If the grace period is not extended, South African citizens will need to apply for a temporary driving permit and pay for it out of their own pockets.

Speaking to eNCA, the Western Cape transport MEC, Daylin Mitchell, said government failures shouldn’t cost South African citizens.

“It can never be that the citizens must pay the price for the government’s failures,” he said.

“People shouldn’t be paying for something that they do not have control over.”

Mitchell said that he expects the backlog to still exist when the grace period concludes on 31 March.

“Government needs to step in, and I mean we need to be realistic, the 31st of March is going to arrive, and we can have this discussion again, and there will still be a backlog,” he said.

The country’s driver’s licence renewal backlog had reached nearly 400,000 applications at the start of December 2021, partly due to South Africa’s only driver’s licence printer breaking down the month before.

However, a logjam was already forming even when the machine functioned correctly.

Mitchell explained that no matter the reason for the backlog, South African citizens should not have to fork out more money.

“Now, whether it is a direct government failure or a technical or mechanical issue, the bottom line is that the citizens cannot pay for that,” Mitchell said.
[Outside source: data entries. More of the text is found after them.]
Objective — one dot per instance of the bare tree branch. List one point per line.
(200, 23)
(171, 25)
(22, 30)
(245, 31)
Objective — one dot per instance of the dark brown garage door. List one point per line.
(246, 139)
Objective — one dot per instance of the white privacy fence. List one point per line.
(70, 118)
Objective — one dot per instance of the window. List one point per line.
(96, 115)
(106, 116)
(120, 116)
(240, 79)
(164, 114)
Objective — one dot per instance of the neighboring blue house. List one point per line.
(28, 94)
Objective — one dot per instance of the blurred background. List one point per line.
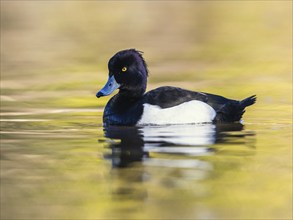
(219, 47)
(54, 57)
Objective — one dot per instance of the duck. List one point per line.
(133, 106)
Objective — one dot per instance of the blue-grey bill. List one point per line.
(110, 87)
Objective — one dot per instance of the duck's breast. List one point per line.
(186, 113)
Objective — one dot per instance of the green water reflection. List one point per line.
(58, 162)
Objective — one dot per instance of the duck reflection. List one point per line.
(135, 144)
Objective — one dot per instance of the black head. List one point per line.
(128, 72)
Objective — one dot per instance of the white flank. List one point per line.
(185, 113)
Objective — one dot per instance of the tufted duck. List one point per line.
(165, 105)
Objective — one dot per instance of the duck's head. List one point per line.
(127, 72)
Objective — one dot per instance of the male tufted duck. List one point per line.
(165, 105)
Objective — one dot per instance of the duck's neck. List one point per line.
(137, 93)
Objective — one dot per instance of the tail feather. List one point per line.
(233, 111)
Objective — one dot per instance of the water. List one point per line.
(59, 162)
(60, 165)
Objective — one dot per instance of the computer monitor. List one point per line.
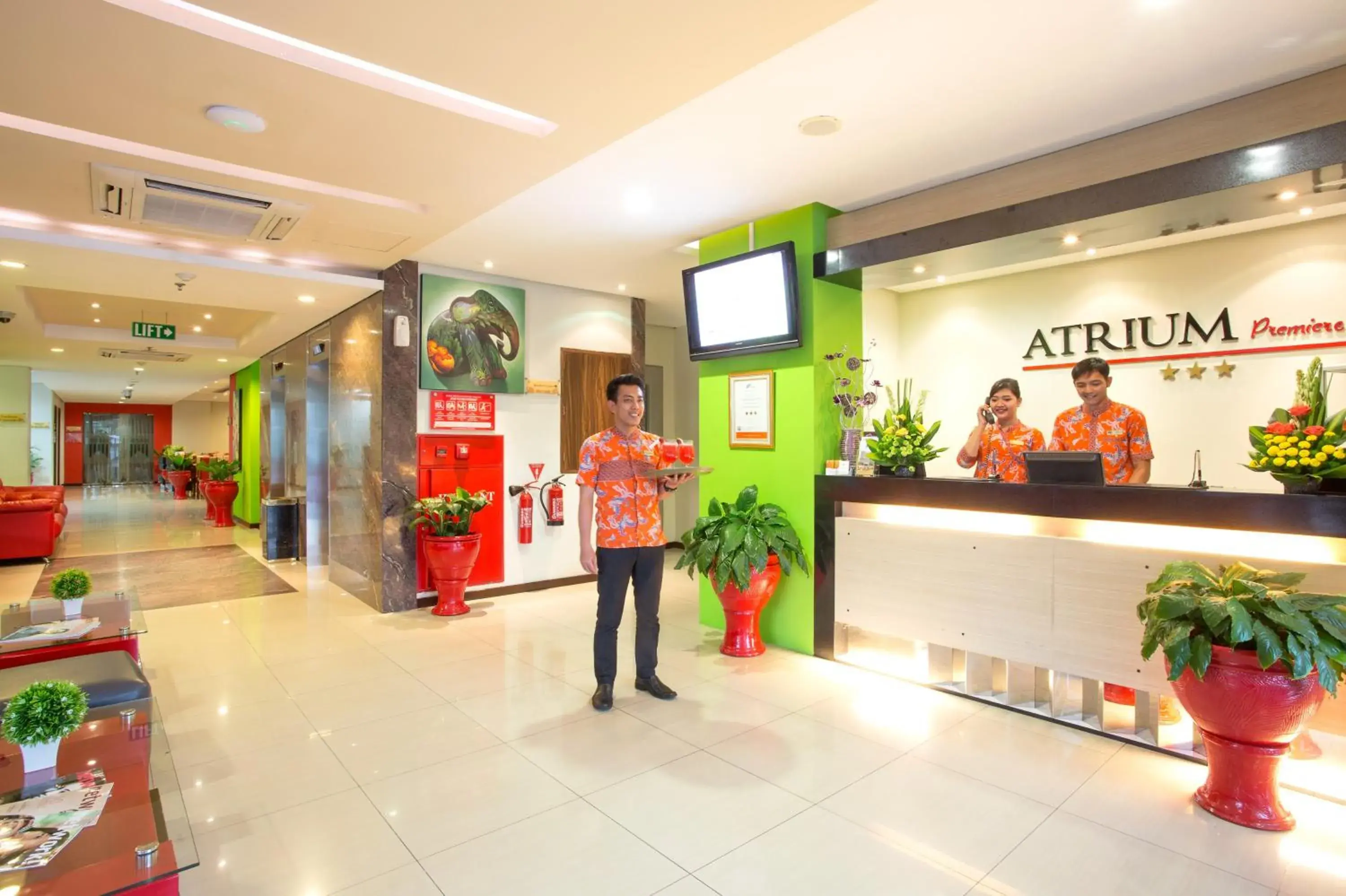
(1065, 467)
Daylin Mitchell, Western Cape transport MEC

Transport minister, Fikile Mbalula, announced that South Africa would be getting a new driver’s licence printing machine and new licence cards “at par with the developed world”.

However, the transport department’s Driving Licence Card Account division only expects to begin using the new machine in a pilot phase from October 2023.
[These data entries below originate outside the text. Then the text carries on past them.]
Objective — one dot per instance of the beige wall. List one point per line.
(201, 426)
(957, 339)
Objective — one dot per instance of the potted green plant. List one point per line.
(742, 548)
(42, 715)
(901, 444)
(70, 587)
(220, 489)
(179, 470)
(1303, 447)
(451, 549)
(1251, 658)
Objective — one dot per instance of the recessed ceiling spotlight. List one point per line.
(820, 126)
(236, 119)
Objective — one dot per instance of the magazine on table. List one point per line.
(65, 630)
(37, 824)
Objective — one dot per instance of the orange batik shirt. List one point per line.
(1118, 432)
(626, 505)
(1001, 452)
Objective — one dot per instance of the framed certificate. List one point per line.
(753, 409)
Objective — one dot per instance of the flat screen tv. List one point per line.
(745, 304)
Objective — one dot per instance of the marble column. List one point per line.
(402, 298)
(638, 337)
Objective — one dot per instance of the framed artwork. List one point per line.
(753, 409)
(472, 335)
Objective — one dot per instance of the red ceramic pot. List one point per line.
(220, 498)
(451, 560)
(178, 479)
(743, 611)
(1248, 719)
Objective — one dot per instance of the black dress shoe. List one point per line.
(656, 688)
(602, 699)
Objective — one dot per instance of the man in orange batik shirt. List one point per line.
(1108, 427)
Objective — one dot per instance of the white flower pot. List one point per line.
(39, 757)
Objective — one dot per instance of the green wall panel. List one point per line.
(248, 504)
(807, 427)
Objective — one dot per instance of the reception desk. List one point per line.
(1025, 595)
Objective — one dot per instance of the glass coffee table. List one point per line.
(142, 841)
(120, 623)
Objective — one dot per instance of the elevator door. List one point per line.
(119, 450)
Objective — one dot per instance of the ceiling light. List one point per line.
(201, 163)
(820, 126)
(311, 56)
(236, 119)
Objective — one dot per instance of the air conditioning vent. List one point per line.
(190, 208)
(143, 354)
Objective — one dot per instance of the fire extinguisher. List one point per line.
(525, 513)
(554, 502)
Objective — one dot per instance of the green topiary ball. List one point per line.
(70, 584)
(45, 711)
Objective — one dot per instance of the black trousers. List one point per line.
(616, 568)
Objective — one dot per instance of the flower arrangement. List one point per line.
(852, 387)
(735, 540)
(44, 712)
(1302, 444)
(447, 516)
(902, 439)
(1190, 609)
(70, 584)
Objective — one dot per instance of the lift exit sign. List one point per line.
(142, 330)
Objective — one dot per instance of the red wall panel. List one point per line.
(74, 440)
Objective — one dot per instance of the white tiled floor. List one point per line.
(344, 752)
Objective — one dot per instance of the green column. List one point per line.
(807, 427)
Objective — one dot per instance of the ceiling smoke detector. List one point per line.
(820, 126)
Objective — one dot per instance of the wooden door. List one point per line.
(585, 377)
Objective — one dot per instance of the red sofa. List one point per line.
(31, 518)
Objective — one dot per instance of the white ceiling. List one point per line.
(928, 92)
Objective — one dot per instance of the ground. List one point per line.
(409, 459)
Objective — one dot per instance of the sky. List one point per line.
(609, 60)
Mbalula has also said the total backlog of driver’s licences that will have expired by 31 March currently stands at 2.1 million nationwide and is expected to climb to 2.9 million by September 2022.

The Organisation Undoing Tax Abuse wants the validity of South Africa’s driver’s licence card to be extended from five to ten years to address the backlog.
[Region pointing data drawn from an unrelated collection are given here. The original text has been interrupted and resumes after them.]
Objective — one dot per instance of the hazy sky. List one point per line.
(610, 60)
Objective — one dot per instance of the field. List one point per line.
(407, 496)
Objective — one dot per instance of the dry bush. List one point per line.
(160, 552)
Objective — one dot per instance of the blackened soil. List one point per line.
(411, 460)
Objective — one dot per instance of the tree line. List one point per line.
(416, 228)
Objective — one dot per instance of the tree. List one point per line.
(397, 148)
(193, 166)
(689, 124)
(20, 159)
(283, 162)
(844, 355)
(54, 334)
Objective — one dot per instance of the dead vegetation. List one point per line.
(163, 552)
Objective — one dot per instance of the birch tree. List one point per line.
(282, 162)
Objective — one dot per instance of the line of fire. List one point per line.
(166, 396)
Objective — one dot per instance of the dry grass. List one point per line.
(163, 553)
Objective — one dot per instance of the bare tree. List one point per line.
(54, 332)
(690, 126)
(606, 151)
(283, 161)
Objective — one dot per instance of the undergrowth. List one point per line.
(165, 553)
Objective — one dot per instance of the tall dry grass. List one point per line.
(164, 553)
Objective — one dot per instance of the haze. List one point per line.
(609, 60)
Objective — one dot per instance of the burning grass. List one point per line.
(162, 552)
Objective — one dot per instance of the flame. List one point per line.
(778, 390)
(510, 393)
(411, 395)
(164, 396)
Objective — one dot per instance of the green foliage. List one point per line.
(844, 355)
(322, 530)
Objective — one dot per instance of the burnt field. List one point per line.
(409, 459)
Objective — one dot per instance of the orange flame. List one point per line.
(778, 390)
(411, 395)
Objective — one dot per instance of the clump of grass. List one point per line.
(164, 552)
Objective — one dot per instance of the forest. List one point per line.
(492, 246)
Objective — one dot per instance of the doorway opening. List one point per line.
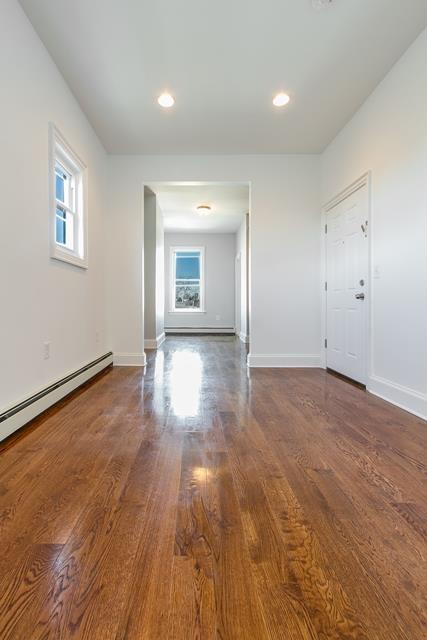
(196, 260)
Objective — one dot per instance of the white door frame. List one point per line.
(364, 180)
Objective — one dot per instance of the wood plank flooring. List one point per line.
(200, 501)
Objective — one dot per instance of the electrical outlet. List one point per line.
(46, 350)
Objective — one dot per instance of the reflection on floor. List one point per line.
(202, 500)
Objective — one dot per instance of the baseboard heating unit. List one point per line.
(18, 415)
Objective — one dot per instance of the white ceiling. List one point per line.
(223, 60)
(178, 202)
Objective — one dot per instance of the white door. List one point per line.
(346, 288)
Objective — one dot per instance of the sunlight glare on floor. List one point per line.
(186, 380)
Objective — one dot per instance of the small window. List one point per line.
(187, 279)
(68, 209)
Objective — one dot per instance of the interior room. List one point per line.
(196, 281)
(213, 372)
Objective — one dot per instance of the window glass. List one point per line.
(187, 280)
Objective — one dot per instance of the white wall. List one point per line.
(285, 248)
(242, 315)
(42, 299)
(160, 273)
(388, 136)
(150, 207)
(219, 281)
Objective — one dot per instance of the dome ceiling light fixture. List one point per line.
(321, 4)
(165, 100)
(204, 209)
(281, 99)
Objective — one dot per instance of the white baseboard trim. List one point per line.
(129, 360)
(199, 330)
(403, 397)
(17, 416)
(155, 344)
(285, 360)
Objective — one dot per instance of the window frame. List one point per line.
(172, 256)
(61, 153)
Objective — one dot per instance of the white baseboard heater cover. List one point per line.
(20, 414)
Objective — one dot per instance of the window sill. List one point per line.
(65, 256)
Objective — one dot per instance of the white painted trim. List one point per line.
(129, 360)
(22, 417)
(285, 360)
(155, 344)
(403, 397)
(199, 330)
(364, 180)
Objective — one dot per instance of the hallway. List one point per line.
(201, 500)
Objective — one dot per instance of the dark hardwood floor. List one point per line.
(203, 501)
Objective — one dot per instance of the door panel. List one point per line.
(347, 271)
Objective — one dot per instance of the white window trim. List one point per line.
(59, 148)
(172, 262)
Mbalula has said that the Road Traffic Management Corporation has begun an internationally benchmarked study into the viability of extending the expiry period of South Africa’s driving licence card.

No impact on insurance claims

South African insurers — including King Price, Hollard, and Auto & General — previously told MyBroadband that licence cards expired due to the backlog would not impact their customers’ claims.

Rudolf Britz, a spokesperson for Momentum Insurance, reiterated this point.

“We’re really concerned about those people who are not licenced or whose licences have been revoked for some transgression they may have done,” he told eNCA.

“So in a case where your licence isn’t updated because the machine couldn’t print it, that wouldn’t affect the outcome of that claim.”

Britz warned that if there’s a suspicion a driver involved in an accident has had their licence revoked, insurance companies won’t be as lenient.

He also explained that the fact that people’s licences have expired is often not pertinent to many insurance claims.

“One thing that we can do and we’ll keep on doing is try to be reasonable with how we view any licencing requirements and try not to penalize the consumers where the materiality of not having a renewed licence is really not the case in point for many of these claims,” he said.

Hollard and Auto & General told MyBroadband that an extension of the validity period would have no impact on insurance premiums.

“The extension of the validity period will not affect premiums — the important issue is that the driver has a valid licence, not how long it takes to renew the card proving this,” Hollard said.